There's also /var/lib/dbus/machine-id, but that's dependent on dbus. (Thanks Preetam).
There's a cpuid but that's apparently deprecated. (Thanks Bruno Aguirre on Twitter).
Hostname is worth considering. Many systems like Chef already require unique hostnames. (Thanks Alfie John)
I'd like the solution to persist a long time, and certainly across server reboots and software restarts. Ultimately, I also know that users of my software will deprecate a host and want to replace it with another, but keep continuity of the data associated with it, so there are reasons a UUID might be considered mutable over the long term, but I don't particularly want a host to start considering itself to be unknown and re-register itself for no reason.
Are there any alternative persistent, unique identifiers for a host?
It really depends on what is meant by "persistent". For example, two VMs can't each open the same network socket to you, so even if they are bit-level clones of each other it is possible to tell them apart.
So, all that is required is sufficient information to tell the machines apart for whatever the duration of the persistence is.
If the duration of the persistence is the length of a network connection, then you don't need any identifiers at all -- the sockets themselves are unique.
If the persistence needs to be longer -- say, for the length of a boot -- then you can regenerate UUIDs whenever the system boots. (Note that a VM that is cloned would still have to reboot, unless you're hot-copying it.)
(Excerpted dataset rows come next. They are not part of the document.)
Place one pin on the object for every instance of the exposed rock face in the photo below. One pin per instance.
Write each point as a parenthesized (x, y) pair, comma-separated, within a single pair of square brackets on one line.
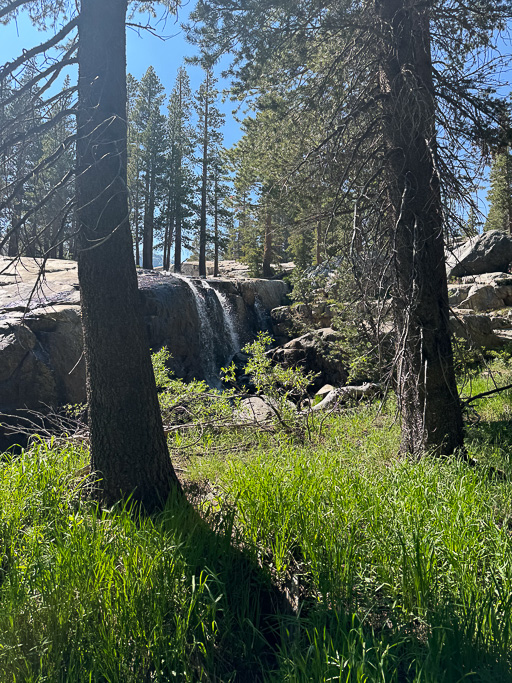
[(316, 352), (486, 253), (203, 323), (478, 330), (288, 321)]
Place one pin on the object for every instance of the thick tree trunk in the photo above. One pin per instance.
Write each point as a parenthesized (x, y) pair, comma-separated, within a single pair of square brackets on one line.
[(128, 446), (426, 386)]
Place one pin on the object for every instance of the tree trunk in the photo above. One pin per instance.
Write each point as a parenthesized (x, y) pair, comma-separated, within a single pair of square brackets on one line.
[(267, 248), (204, 180), (128, 446), (426, 386), (136, 218), (149, 211), (177, 241), (216, 228), (318, 256)]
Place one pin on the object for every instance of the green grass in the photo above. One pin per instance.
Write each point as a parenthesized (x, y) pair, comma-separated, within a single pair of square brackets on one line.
[(392, 570)]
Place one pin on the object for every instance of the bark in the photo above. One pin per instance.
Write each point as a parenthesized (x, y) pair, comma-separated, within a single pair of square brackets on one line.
[(177, 241), (318, 256), (149, 214), (128, 447), (267, 248), (426, 386), (204, 180), (216, 229)]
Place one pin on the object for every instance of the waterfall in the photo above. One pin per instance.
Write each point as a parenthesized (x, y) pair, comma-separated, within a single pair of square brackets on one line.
[(233, 345), (206, 332)]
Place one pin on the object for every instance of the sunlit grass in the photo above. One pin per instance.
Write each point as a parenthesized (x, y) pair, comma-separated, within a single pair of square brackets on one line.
[(390, 570)]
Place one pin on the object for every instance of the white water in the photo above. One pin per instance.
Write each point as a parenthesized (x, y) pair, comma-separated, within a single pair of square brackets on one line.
[(228, 321), (205, 330)]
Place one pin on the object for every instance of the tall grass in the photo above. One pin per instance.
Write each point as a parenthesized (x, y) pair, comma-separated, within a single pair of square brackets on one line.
[(392, 570)]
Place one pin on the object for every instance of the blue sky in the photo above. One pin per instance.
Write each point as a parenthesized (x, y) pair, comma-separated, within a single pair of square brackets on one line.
[(165, 54)]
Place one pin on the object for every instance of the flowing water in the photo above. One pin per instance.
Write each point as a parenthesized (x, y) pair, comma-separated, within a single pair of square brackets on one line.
[(228, 320), (206, 331), (215, 352)]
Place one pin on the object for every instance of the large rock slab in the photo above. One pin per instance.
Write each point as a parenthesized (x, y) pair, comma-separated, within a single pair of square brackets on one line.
[(202, 323), (317, 352), (477, 330), (485, 253)]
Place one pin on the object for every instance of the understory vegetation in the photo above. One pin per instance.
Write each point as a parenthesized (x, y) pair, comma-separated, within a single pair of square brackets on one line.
[(320, 556)]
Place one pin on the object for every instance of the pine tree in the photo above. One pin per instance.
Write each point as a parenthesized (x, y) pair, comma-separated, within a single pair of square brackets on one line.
[(366, 70), (500, 194), (179, 179), (209, 134), (149, 124)]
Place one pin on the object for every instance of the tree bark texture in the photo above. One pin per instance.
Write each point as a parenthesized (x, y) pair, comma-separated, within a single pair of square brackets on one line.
[(128, 446), (149, 216), (204, 183), (216, 228), (426, 386), (267, 247)]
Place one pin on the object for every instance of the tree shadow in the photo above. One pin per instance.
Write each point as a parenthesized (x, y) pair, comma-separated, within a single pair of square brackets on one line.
[(250, 607)]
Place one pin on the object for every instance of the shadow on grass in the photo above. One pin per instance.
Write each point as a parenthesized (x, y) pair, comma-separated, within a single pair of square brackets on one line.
[(248, 606), (262, 639)]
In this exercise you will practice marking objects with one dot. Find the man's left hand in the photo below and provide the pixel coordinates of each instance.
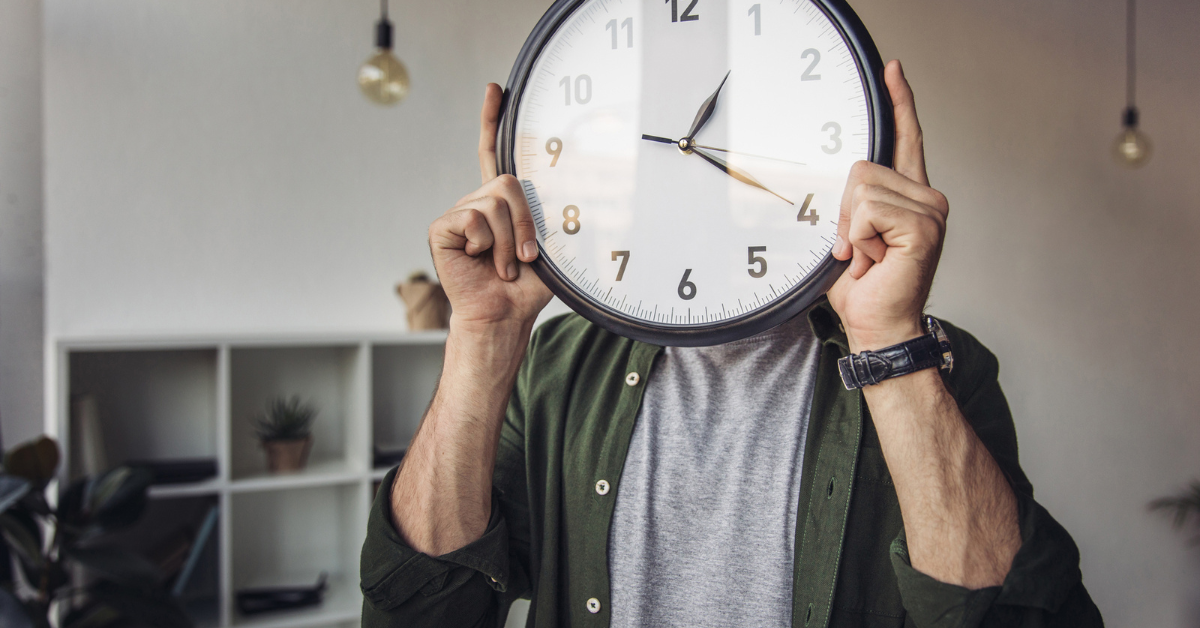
(892, 227)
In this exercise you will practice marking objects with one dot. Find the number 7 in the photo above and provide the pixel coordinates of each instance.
(624, 259)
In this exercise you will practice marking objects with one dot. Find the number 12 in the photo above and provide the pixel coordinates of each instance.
(687, 12)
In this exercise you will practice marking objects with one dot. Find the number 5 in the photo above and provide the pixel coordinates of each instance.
(756, 259)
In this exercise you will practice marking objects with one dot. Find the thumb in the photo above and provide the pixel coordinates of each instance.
(910, 150)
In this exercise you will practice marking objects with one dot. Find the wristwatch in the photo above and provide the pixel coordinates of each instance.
(874, 366)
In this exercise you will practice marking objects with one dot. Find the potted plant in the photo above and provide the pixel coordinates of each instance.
(67, 574)
(285, 430)
(1181, 507)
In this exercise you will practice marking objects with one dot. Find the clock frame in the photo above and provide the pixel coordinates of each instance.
(801, 295)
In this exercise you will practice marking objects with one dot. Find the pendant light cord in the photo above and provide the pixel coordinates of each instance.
(1131, 54)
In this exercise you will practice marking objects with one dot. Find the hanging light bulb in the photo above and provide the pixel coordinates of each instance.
(1132, 147)
(383, 78)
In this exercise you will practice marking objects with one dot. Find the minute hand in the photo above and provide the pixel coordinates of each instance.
(744, 177)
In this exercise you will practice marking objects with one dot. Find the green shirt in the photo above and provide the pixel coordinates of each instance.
(568, 426)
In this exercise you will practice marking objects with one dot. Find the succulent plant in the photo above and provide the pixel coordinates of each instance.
(285, 419)
(1182, 507)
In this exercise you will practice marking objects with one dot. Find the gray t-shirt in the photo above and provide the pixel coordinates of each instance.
(703, 531)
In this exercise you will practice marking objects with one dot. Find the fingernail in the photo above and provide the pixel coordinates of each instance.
(839, 247)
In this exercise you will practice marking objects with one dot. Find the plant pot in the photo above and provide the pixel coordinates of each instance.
(286, 456)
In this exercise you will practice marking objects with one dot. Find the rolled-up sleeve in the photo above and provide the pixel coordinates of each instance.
(402, 586)
(1042, 588)
(1044, 585)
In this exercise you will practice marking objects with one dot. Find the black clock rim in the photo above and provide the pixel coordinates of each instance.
(799, 297)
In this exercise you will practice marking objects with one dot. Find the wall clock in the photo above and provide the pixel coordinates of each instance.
(684, 160)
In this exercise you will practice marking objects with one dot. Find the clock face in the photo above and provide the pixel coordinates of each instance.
(684, 160)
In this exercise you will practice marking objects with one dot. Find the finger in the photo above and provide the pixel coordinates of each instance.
(874, 174)
(523, 231)
(865, 192)
(910, 149)
(489, 120)
(463, 229)
(859, 264)
(871, 220)
(858, 172)
(496, 211)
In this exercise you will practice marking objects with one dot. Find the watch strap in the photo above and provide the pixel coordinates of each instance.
(874, 366)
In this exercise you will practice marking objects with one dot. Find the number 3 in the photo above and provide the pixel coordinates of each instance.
(834, 131)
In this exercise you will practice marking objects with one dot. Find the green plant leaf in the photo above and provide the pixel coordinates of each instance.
(12, 611)
(23, 543)
(36, 461)
(12, 489)
(117, 564)
(156, 609)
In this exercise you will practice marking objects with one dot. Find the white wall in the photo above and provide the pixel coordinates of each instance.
(211, 167)
(21, 220)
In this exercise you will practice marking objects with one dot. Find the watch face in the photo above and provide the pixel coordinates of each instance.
(684, 160)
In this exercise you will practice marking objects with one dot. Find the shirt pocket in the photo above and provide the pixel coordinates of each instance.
(867, 593)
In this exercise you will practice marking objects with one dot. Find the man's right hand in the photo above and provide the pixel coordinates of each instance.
(442, 497)
(481, 247)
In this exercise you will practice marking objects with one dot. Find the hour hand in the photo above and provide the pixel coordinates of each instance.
(742, 175)
(706, 111)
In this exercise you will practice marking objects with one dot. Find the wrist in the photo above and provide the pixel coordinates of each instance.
(882, 338)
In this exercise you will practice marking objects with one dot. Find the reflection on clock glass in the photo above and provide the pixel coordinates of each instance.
(661, 213)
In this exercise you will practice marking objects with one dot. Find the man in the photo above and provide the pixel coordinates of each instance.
(617, 483)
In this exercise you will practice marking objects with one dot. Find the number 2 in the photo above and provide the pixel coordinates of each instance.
(687, 12)
(816, 59)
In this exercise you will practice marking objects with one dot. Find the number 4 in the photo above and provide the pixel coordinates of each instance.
(808, 215)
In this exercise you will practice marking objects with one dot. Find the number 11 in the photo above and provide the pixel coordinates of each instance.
(628, 24)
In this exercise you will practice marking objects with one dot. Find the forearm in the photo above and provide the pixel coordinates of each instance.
(959, 510)
(442, 495)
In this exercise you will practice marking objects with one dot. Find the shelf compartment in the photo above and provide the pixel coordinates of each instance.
(329, 377)
(289, 537)
(403, 377)
(166, 536)
(150, 405)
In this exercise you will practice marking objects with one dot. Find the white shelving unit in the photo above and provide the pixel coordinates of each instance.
(173, 399)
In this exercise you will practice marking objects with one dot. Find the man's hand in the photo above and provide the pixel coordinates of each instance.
(483, 245)
(442, 497)
(959, 512)
(892, 226)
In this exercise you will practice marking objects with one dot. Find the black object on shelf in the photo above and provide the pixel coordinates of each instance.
(179, 471)
(267, 599)
(388, 458)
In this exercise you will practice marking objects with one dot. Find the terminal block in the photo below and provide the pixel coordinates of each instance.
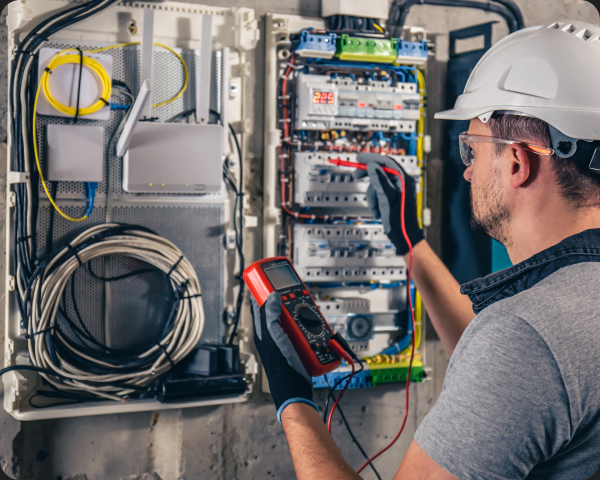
(316, 45)
(360, 380)
(412, 52)
(346, 253)
(357, 49)
(377, 370)
(318, 183)
(394, 368)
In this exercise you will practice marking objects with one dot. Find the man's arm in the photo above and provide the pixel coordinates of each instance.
(449, 310)
(315, 454)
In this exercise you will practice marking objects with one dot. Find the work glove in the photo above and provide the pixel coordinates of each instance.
(288, 380)
(384, 198)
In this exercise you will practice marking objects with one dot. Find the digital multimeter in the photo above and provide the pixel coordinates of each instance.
(300, 317)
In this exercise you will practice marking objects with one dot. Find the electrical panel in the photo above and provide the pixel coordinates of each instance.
(332, 94)
(318, 183)
(347, 253)
(137, 152)
(325, 103)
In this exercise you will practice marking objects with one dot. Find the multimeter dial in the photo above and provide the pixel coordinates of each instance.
(309, 320)
(300, 317)
(312, 326)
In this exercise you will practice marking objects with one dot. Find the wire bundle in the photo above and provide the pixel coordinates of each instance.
(72, 366)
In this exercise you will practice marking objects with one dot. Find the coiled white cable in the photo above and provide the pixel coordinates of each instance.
(46, 292)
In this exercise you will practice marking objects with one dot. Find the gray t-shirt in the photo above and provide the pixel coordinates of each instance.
(521, 397)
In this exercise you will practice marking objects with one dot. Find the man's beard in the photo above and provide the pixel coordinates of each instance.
(490, 214)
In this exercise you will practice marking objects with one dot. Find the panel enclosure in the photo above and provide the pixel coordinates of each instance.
(122, 315)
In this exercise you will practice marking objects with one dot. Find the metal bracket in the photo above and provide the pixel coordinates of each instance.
(18, 177)
(205, 62)
(147, 55)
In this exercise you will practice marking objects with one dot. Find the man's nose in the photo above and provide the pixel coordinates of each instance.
(468, 173)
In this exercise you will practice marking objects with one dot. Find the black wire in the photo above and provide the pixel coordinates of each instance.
(400, 9)
(339, 409)
(50, 233)
(238, 309)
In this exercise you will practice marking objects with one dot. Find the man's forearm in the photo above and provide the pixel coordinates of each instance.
(314, 452)
(449, 310)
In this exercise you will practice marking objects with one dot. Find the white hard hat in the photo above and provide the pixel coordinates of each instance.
(551, 72)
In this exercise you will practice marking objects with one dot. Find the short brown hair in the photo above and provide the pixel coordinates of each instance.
(579, 186)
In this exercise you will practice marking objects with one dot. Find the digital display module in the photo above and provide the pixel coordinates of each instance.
(327, 98)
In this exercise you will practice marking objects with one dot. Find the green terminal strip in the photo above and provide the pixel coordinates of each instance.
(381, 50)
(395, 372)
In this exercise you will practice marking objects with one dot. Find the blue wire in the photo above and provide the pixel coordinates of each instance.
(91, 189)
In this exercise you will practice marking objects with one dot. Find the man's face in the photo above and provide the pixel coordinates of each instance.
(490, 214)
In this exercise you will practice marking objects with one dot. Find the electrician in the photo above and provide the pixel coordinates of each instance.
(521, 397)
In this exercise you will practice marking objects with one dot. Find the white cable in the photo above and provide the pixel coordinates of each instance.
(48, 291)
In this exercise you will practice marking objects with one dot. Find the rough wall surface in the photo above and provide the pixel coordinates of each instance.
(245, 441)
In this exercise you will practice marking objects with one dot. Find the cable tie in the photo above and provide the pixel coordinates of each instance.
(74, 252)
(164, 350)
(174, 267)
(46, 330)
(194, 296)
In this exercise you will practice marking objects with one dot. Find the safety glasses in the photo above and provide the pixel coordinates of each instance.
(466, 152)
If it needs to be longer than that -- say, indefinitely -- then you can generate a UUID identifier on boot and save it to disk, but only use this as part of the identifying information of the machine. If the virtual machine is subsequently cloned, you will know this since you will have two machines reporting the same ID from different sources -- for instance, two different network sockets, different boot times, etc. Since you can tell them apart, you have enough information to differentiate the two cloned machines, which means you can take a subsequent action that forces further differentiation, like instructing each machine to regenerate its state file.
Ultimately, if a machine is perfectly cloned, then by definition you cannot tell which one was the "real one" to begin with, only that there are now two distinguishable machines.
Implying that you can tell the difference between the "real one" and the "cloned one" means that there is some state you can use to record the difference between the two, like the timestamp of when the virtual machine itself was created, in which case you can incorporate that into the state record.
It looks like simple solutions have been ruled out.
So that could lead to complex solutions, like this protocol:
- Client sends tuple [ MAC addr, SSH public host key, sequence number ]
- If server receives this tuple as expected, server and client both increment sequence number.
- Otherwise server must determine what happened (was client cloned? did client move?), perhaps reaching a tentative conclusion and alerting a human to verify it.
I don't think there is a straight forward "use X solution" based on the info available but here are some general suggestions that might get you to a better spot.
If cloning from a "gold image" consider using some "first boot" logic to generate a unique ID. Config management systems like Chef, Puppet or Cf-engine provide some scaffolding to achieve this.
Consider a global state manager like zookeeper. Specifically its atomic counter functionality. Same system could get new ID over time, but it would be unique.
Also this stack overflow might give you some other direction. It references Twitter's approach to a similar problem.
If I understand correctly, you want a durable, globally unique identifier under these conditions:
An OS installation that can be cloned while running, so any state inside the VM won't work, and
Could be running in an arbitrary virtualization environment, so any state outside the VM won't work.
I realize this doesn't directly answer your question, but it really seems like either the design or the constraints need some substantial adjustment to accomodate a solution.